/*************************************************************************
  Uniq        Removes duplicate lines, even if non consecutive

  Author:     SemWare

  Date:       Feb  7, 1997  (SEM) initial version
              Mar  4, 1997  (SEM) added ability to limit text comparison
                            to text within a column block.
              May  8, 1998  (SEM) Save/restore block marking status
              Mar 17, 1999  (SEM) Fix bug in column block handling
              Feb 18, 2015  (SEM) Added delete parent option
              Mar 02, 2020  (SEM) Bug: delete parent not working.
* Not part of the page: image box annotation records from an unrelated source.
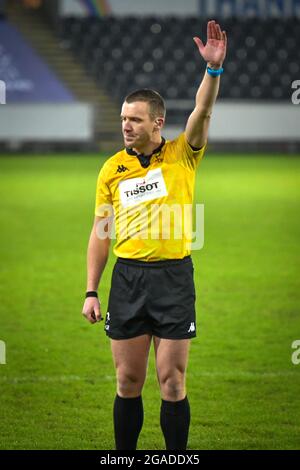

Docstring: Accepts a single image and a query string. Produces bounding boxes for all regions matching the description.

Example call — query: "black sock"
[160,397,190,450]
[114,395,144,450]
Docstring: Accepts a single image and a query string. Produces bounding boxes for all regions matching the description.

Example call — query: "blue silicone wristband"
[206,66,224,77]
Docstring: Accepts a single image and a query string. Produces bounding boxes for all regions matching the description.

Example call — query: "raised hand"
[194,20,227,68]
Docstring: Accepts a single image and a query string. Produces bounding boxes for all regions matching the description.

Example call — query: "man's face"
[121,101,163,149]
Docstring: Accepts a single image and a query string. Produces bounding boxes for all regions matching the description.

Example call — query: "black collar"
[126,137,166,168]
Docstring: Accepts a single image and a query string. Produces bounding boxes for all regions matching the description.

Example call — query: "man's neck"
[132,135,162,155]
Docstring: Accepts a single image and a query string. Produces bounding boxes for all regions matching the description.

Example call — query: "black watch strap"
[85,290,98,298]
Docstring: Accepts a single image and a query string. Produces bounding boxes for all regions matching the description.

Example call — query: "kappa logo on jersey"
[119,168,168,207]
[116,165,129,173]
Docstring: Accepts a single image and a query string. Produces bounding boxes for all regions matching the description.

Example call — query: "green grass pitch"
[0,154,300,450]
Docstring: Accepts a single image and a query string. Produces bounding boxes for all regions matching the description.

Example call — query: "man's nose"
[123,121,132,131]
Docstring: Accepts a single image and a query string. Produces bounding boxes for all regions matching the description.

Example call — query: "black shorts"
[105,256,196,339]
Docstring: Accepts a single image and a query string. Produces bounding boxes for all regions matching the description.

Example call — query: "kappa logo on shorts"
[105,312,110,331]
[119,168,168,207]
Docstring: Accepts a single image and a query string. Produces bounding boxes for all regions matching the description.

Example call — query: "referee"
[82,21,227,450]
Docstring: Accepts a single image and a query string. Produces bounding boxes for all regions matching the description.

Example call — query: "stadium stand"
[59,16,300,123]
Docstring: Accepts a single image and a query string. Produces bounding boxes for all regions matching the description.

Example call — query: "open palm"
[194,20,227,67]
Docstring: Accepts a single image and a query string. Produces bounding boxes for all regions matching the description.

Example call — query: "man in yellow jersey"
[82,21,227,450]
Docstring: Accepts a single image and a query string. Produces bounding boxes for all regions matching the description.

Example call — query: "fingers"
[193,37,204,52]
[82,297,102,324]
[207,20,226,41]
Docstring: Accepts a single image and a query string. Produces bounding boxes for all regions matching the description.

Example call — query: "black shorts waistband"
[117,255,192,268]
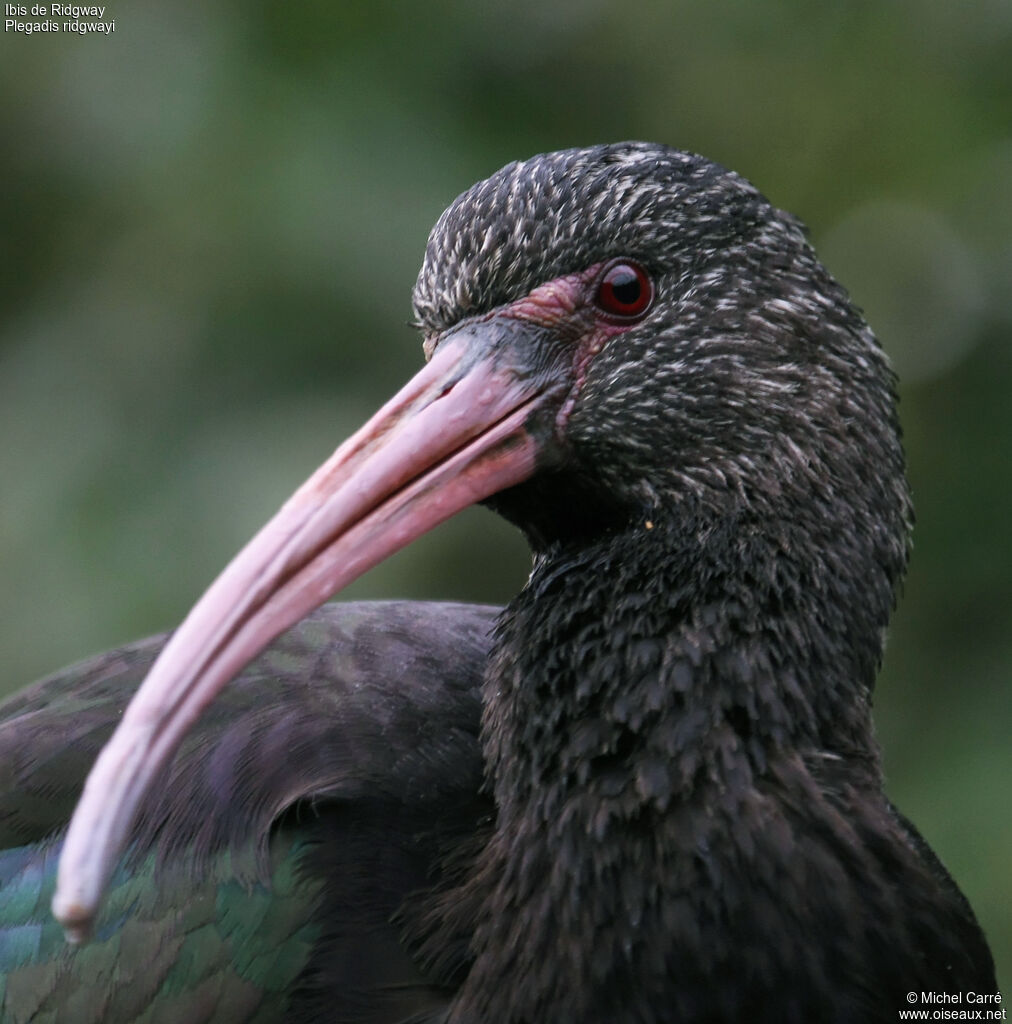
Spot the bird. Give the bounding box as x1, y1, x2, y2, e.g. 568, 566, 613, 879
0, 142, 997, 1024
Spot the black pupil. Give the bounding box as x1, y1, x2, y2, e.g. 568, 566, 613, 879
608, 266, 640, 306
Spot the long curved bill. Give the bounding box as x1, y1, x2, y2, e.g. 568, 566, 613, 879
52, 322, 553, 941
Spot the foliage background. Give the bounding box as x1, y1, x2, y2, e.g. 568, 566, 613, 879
0, 0, 1012, 992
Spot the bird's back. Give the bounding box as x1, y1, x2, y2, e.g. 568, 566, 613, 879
0, 602, 495, 1024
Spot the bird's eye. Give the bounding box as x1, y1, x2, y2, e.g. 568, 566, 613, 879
594, 259, 653, 319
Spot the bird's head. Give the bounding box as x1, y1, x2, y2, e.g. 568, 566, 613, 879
414, 143, 910, 557
54, 143, 908, 932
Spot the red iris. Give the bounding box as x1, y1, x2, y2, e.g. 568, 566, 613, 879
594, 259, 653, 319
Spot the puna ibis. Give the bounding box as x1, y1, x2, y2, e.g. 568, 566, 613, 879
0, 143, 997, 1024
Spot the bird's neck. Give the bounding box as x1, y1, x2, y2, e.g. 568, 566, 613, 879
483, 515, 888, 820
454, 507, 879, 1020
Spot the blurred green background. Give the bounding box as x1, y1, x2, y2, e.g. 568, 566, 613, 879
0, 0, 1012, 991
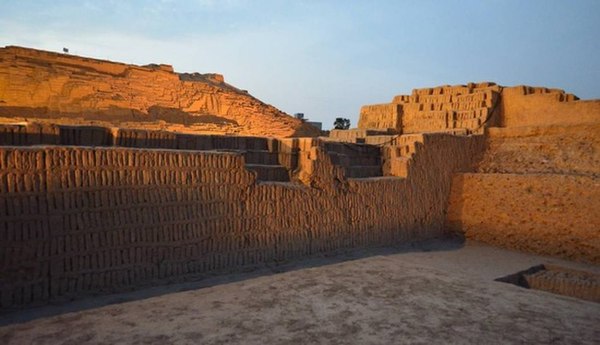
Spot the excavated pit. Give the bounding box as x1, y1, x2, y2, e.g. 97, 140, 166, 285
496, 265, 600, 303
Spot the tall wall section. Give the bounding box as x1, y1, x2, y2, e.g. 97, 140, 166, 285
448, 123, 600, 264
0, 47, 320, 137
354, 82, 600, 139
358, 83, 501, 134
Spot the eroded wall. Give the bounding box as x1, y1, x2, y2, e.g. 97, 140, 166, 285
0, 135, 481, 307
0, 47, 320, 137
499, 86, 600, 127
448, 173, 600, 264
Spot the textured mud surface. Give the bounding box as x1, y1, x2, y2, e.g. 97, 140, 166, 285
0, 243, 600, 344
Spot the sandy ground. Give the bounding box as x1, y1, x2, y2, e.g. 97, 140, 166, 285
0, 241, 600, 344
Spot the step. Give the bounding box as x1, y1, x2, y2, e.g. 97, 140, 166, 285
246, 164, 290, 182
345, 165, 383, 178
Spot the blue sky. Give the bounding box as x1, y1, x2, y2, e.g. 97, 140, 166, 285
0, 0, 600, 128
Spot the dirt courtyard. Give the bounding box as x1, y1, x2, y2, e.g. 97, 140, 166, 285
0, 241, 600, 344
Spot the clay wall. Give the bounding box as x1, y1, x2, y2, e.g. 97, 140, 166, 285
358, 83, 501, 134
500, 86, 600, 127
0, 47, 320, 137
358, 103, 402, 129
448, 123, 600, 264
448, 173, 600, 264
0, 135, 481, 307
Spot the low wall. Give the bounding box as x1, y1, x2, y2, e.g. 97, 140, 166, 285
0, 135, 482, 307
500, 86, 600, 127
448, 173, 600, 264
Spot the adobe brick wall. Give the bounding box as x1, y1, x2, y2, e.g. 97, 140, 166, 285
448, 173, 600, 264
0, 135, 481, 307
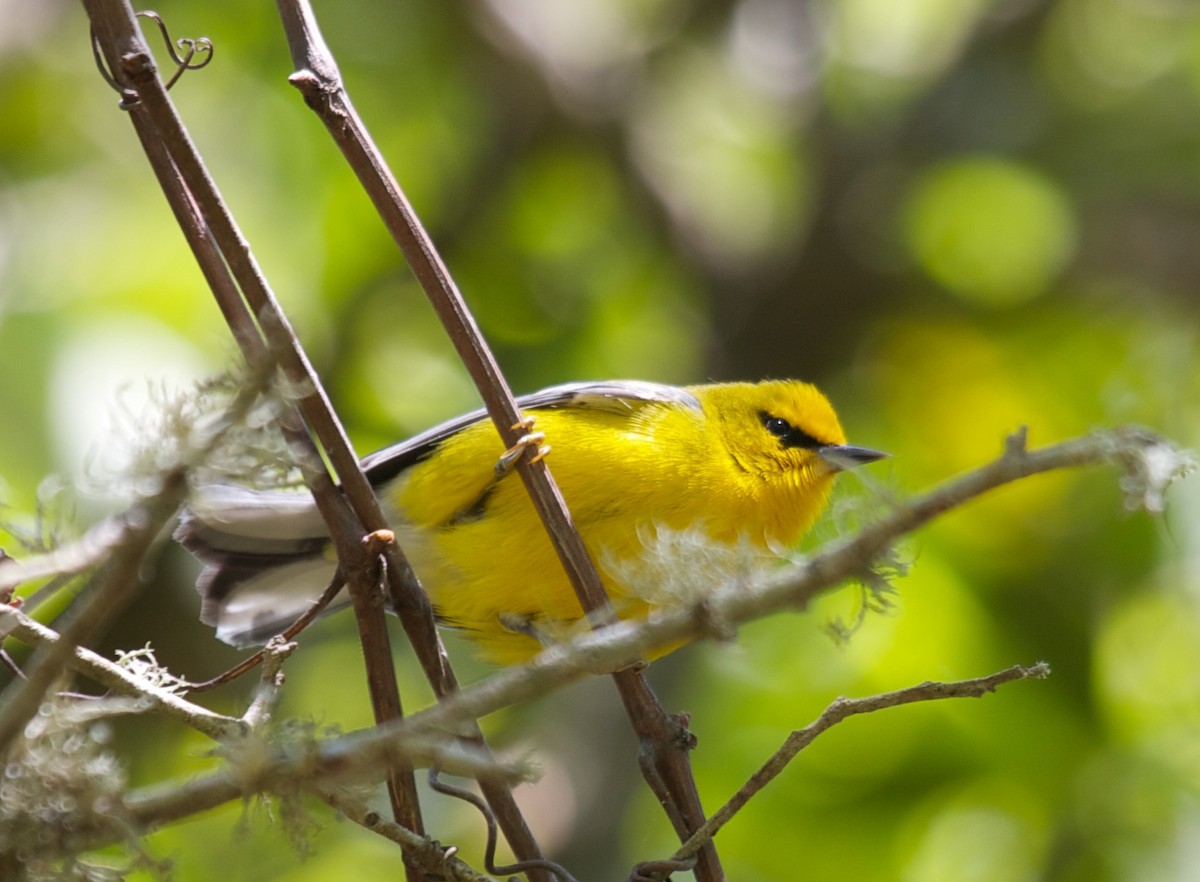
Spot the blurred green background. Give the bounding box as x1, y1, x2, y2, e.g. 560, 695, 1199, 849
0, 0, 1200, 882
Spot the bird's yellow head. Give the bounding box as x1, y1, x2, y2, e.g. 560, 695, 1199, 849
696, 380, 884, 541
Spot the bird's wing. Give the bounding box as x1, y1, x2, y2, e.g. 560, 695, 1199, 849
362, 379, 701, 486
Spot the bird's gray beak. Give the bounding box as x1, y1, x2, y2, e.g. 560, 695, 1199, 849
817, 444, 890, 472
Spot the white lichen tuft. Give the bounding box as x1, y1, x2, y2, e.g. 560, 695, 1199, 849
0, 697, 143, 878
1109, 430, 1196, 515
90, 374, 309, 504
116, 643, 187, 695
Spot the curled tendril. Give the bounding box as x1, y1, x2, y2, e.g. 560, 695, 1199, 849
91, 10, 214, 109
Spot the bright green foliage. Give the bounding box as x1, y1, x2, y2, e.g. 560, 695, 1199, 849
0, 0, 1200, 882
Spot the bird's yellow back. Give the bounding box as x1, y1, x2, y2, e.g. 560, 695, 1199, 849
379, 380, 845, 662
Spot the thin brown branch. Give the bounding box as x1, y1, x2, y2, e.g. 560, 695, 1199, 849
277, 0, 722, 882
85, 0, 422, 854
68, 428, 1189, 854
671, 661, 1050, 860
0, 470, 187, 756
317, 788, 496, 882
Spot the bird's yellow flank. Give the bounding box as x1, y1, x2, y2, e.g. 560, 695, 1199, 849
180, 380, 882, 664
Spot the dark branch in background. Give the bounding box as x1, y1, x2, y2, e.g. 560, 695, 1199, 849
0, 428, 1193, 876
84, 0, 422, 882
277, 0, 724, 882
671, 661, 1050, 862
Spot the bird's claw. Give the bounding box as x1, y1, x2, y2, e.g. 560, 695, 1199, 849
496, 416, 550, 478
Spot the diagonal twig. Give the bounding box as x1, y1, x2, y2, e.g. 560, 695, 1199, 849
277, 0, 722, 882
671, 661, 1050, 860
84, 0, 422, 864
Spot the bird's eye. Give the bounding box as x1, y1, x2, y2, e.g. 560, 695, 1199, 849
758, 412, 823, 450
762, 416, 792, 438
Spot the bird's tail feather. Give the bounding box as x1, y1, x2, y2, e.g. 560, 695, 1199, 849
175, 485, 347, 647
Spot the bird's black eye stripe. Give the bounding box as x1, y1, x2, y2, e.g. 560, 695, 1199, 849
758, 410, 826, 450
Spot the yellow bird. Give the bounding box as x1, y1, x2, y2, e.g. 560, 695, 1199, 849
176, 380, 884, 664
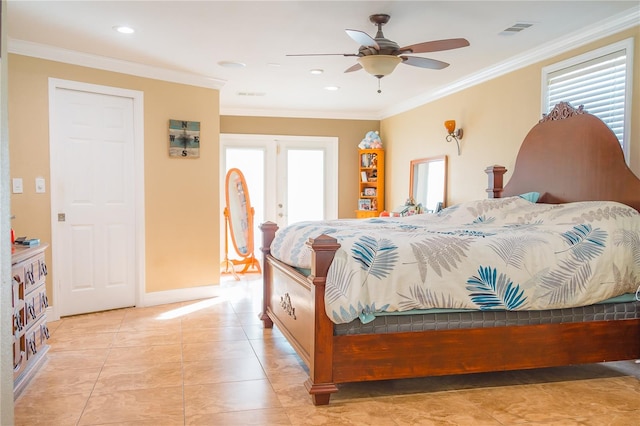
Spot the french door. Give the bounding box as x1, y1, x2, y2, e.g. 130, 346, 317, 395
220, 134, 338, 253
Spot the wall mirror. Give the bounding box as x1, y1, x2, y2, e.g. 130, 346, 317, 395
222, 168, 260, 279
409, 155, 447, 213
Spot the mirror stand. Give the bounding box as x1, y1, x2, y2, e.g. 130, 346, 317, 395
220, 207, 262, 281
220, 207, 240, 281
221, 168, 262, 280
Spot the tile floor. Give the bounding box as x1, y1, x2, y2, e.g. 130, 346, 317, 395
15, 279, 640, 426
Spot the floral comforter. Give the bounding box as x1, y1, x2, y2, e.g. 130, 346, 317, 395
271, 197, 640, 323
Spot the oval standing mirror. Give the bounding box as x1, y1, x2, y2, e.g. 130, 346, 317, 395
223, 168, 260, 279
409, 155, 447, 213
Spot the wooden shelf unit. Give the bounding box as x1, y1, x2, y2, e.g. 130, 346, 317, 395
356, 149, 384, 219
11, 244, 49, 398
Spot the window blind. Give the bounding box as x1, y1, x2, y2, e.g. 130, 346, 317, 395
547, 49, 627, 145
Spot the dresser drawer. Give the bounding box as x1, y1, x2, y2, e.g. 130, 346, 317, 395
24, 285, 49, 327
25, 317, 49, 360
13, 333, 27, 380
22, 254, 47, 294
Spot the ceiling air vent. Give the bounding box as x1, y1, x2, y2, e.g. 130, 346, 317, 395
498, 22, 533, 35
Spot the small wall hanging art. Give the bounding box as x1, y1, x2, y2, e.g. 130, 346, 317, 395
169, 120, 200, 158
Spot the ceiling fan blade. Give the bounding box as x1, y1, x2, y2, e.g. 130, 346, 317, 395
400, 56, 449, 70
345, 30, 380, 50
285, 53, 359, 56
344, 64, 362, 72
400, 38, 469, 53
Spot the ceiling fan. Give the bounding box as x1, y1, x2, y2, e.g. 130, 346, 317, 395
287, 13, 469, 92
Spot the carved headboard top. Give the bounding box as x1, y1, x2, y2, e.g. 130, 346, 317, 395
502, 102, 640, 210
538, 102, 587, 123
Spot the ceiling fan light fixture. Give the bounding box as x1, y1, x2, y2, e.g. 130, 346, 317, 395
358, 55, 402, 78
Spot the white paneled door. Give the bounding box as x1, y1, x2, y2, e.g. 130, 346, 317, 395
50, 80, 142, 316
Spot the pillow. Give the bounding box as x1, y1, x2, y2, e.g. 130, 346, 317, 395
519, 192, 540, 203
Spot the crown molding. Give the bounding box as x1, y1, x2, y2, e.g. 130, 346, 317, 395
220, 106, 381, 121
380, 6, 640, 119
7, 38, 226, 89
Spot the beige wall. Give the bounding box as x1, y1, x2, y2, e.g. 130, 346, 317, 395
220, 116, 380, 218
8, 54, 220, 295
380, 26, 640, 206
9, 27, 640, 302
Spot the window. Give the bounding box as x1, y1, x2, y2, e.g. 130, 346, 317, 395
542, 39, 633, 163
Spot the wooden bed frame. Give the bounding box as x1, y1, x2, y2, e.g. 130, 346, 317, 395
260, 104, 640, 405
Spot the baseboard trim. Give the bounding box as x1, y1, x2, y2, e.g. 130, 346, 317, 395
136, 285, 221, 307
46, 285, 222, 321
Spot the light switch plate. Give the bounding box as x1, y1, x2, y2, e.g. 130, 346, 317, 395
12, 178, 22, 194
36, 178, 46, 194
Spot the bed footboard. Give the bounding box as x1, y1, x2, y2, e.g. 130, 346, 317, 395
260, 222, 340, 405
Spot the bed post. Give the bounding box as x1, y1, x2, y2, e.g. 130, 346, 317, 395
484, 164, 507, 198
258, 222, 278, 328
305, 235, 340, 405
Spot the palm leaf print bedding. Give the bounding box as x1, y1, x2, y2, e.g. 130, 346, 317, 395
271, 197, 640, 323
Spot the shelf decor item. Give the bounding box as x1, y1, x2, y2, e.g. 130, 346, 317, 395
355, 149, 384, 219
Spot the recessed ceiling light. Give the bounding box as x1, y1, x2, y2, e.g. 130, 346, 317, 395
113, 25, 136, 34
218, 61, 247, 68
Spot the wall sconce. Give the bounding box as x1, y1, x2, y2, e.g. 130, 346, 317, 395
444, 120, 462, 155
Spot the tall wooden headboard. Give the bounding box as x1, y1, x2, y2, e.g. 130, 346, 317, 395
486, 102, 640, 211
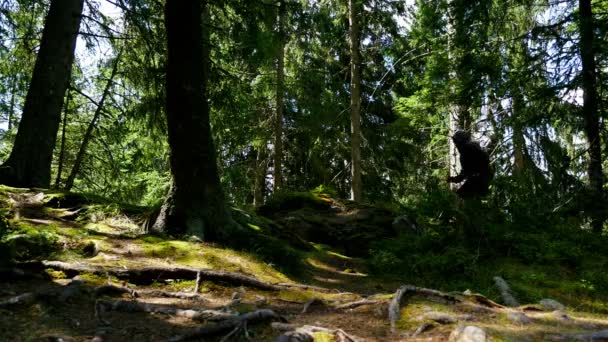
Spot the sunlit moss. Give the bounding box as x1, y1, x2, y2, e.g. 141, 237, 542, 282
247, 223, 262, 231
45, 268, 68, 279
313, 332, 335, 342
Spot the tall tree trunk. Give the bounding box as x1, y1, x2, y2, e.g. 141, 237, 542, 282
447, 0, 472, 190
152, 0, 233, 241
63, 52, 122, 191
511, 95, 526, 174
8, 76, 17, 131
274, 1, 285, 191
53, 90, 72, 189
0, 0, 83, 188
348, 0, 363, 202
253, 144, 268, 207
578, 0, 604, 233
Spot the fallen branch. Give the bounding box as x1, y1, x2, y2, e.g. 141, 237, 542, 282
95, 285, 206, 300
335, 298, 388, 310
168, 309, 285, 342
96, 299, 238, 321
388, 285, 461, 331
0, 292, 41, 309
274, 283, 340, 293
302, 297, 327, 314
22, 261, 281, 291
494, 277, 519, 307
272, 322, 358, 342
462, 291, 506, 309
0, 280, 83, 308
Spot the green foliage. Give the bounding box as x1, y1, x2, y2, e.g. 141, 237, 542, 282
258, 188, 331, 215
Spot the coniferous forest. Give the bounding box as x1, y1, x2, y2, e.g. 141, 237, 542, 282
0, 0, 608, 342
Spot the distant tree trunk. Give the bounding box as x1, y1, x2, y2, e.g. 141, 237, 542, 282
63, 52, 122, 191
152, 0, 232, 241
348, 0, 363, 202
274, 1, 285, 191
511, 95, 526, 174
578, 0, 604, 234
8, 76, 17, 131
447, 0, 472, 190
53, 90, 72, 189
253, 142, 268, 207
0, 0, 83, 188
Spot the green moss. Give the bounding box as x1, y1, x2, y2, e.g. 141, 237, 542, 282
312, 332, 335, 342
258, 192, 332, 216
45, 268, 68, 279
2, 221, 62, 260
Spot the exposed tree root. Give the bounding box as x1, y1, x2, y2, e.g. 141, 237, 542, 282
22, 261, 281, 291
275, 283, 340, 293
388, 285, 461, 331
168, 309, 285, 342
272, 322, 359, 342
95, 285, 206, 300
302, 297, 328, 314
462, 292, 506, 309
0, 292, 41, 309
0, 267, 43, 281
95, 299, 238, 322
335, 298, 388, 310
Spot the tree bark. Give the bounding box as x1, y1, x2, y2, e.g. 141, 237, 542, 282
63, 52, 122, 191
0, 0, 83, 188
253, 143, 268, 207
152, 0, 233, 241
274, 1, 285, 191
348, 0, 363, 202
54, 91, 72, 189
579, 0, 604, 234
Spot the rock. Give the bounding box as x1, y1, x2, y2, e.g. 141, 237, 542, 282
507, 311, 532, 325
448, 325, 488, 342
540, 298, 566, 310
391, 215, 420, 233
493, 277, 519, 306
82, 241, 99, 258
423, 311, 458, 324
412, 323, 435, 337
553, 310, 572, 321
575, 330, 608, 341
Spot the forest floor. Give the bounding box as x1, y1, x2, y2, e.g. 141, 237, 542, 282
0, 188, 608, 342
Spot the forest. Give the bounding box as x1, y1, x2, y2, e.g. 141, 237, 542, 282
0, 0, 608, 342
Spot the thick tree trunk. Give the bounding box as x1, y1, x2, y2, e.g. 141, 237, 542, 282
348, 0, 363, 202
63, 52, 121, 191
0, 0, 83, 188
447, 0, 472, 190
274, 1, 285, 191
53, 90, 72, 189
8, 76, 17, 131
579, 0, 604, 234
152, 0, 232, 240
253, 144, 268, 207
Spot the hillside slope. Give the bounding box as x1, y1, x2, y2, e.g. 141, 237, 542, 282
0, 188, 608, 341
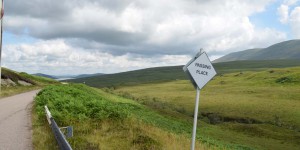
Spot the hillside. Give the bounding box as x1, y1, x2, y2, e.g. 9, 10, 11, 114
0, 67, 59, 97
32, 73, 57, 79
115, 67, 300, 150
33, 67, 300, 150
67, 60, 300, 88
73, 73, 104, 79
214, 40, 300, 63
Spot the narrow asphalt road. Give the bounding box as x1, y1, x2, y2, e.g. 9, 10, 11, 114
0, 90, 38, 150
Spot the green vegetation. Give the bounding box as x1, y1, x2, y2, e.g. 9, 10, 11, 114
0, 67, 59, 98
112, 67, 300, 149
215, 40, 300, 62
33, 85, 247, 150
68, 60, 300, 88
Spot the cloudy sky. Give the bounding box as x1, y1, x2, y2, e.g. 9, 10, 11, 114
1, 0, 300, 75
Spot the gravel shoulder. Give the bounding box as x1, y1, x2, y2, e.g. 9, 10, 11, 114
0, 90, 39, 150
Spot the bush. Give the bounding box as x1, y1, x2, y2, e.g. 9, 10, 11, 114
35, 84, 134, 124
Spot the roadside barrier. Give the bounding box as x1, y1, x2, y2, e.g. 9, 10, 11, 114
45, 106, 73, 150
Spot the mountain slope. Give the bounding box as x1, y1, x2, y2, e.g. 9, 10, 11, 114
0, 67, 59, 97
32, 73, 57, 79
214, 40, 300, 62
67, 59, 300, 88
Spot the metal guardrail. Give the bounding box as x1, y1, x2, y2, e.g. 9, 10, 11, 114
45, 106, 72, 150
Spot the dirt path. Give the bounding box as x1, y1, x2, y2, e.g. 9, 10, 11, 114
0, 90, 38, 150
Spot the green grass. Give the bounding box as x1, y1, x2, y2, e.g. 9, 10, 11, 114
33, 85, 251, 149
0, 67, 59, 98
68, 60, 300, 88
114, 67, 300, 149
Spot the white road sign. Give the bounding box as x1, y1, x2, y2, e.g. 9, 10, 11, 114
187, 52, 217, 89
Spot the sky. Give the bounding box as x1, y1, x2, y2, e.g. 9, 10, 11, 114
1, 0, 300, 75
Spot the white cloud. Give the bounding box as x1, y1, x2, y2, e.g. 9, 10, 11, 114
283, 0, 299, 6
3, 40, 190, 75
290, 7, 300, 38
3, 0, 290, 73
277, 5, 289, 24
277, 0, 300, 38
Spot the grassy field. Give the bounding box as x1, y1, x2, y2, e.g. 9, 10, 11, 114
0, 67, 59, 98
33, 85, 255, 150
68, 60, 300, 88
113, 67, 300, 149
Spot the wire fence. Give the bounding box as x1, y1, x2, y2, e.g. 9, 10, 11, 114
45, 106, 72, 150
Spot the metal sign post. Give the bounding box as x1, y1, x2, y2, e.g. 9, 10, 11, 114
183, 49, 217, 150
0, 0, 4, 92
191, 87, 200, 150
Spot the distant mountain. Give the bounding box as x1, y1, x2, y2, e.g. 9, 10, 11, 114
66, 59, 300, 88
32, 73, 57, 79
73, 73, 104, 79
213, 40, 300, 63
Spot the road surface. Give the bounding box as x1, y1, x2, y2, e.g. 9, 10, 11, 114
0, 90, 38, 150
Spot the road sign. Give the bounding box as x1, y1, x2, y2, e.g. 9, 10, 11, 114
187, 52, 217, 89
183, 49, 217, 150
Fixed.
                                  Thanks to Fred Olson for the report.

  Overview:

  This macro will remove duplicate lines from a file or block, starting at the
  current position or at the beginning of the file or block.  The duplicated
  lines need not occur consecutively.  The relative order of the file is left
  unchanged.

  To run this macro, select it from the Potpourri, or run it by name
  via the ExecMacro command (default: <ctrl x>)

  Usage notes:

  If the cursor is within a marked block, the macro prompts to confirm using
  the block vs. the entire file.

  If the cursor is not at the beginning of the file/block, the macro prompts
  whether to start at the current position or at the beginning of the
  file/block.

  If a column block is marked, then optionally the comparison can be limited
  to text within the column block.

  Limitations:

  If the 'duplicate text in column blocks only' option is used, the column
  block width must be less than MAXFINDLEN (see below) characters.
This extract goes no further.